Allende Meteorite

The Allende meteorite fell as a shower of stones after breaking up in the atmosphere at Chihuahua, Mex., near the village of Pueblito de Allende, in February 1969. More than two tons of meteorite fragments were collected. Fortuitously, the Allende meteorite fell shortly before the first rock samples from the Moon were brought to Earth by Apollo astronauts, and its pieces were analyzed by many scientists in preparation for handling lunar rocks.

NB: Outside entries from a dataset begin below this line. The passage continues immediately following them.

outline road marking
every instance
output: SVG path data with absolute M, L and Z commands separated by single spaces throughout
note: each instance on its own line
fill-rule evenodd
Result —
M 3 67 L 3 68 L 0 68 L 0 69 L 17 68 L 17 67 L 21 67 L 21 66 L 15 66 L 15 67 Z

The Allende meteorite, which is classified as a carbonaceous chondrite, consists of large, irregularly shaped white inclusions and rounded chondrules in a dark matrix. The inclusions are composed of minerals believed to have condensed at high temperatures from a gas having the composition of the Sun, and their time of formation is older than that of any other known solar system material. The inclusions in Allende and other carbonaceous chondrites are thought to be the earliest-formed solids in the solar nebula.

One of the earliest instances of a meteorite fall on record is that of the Ensisheim meteorite, which descended from the sky onto a wheat field in Alsace (now part of France) in 1492. Maximilian I, who was proclaimed Holy Roman emperor soon afterward, assembled his council to determine the significance of this event; their verdict was that the meteorite was a favourable omen for success in Maximilian's wars with France and Turkey. Accordingly, Maximilian ordered the Ensisheim stone to be placed with an appropriate inscription in the local parish church. The meteorite was fixed to the wall with iron crampons to prevent it from wandering at night or departing in the same violent manner in which it had arrived. It resides in the town of Ensisheim today, although visitors in the intervening centuries chipped off all but 56 kg (123 pounds) of its original 127-kg (280-pound) mass. The Ensisheim meteorite is classified as an ordinary chondrite.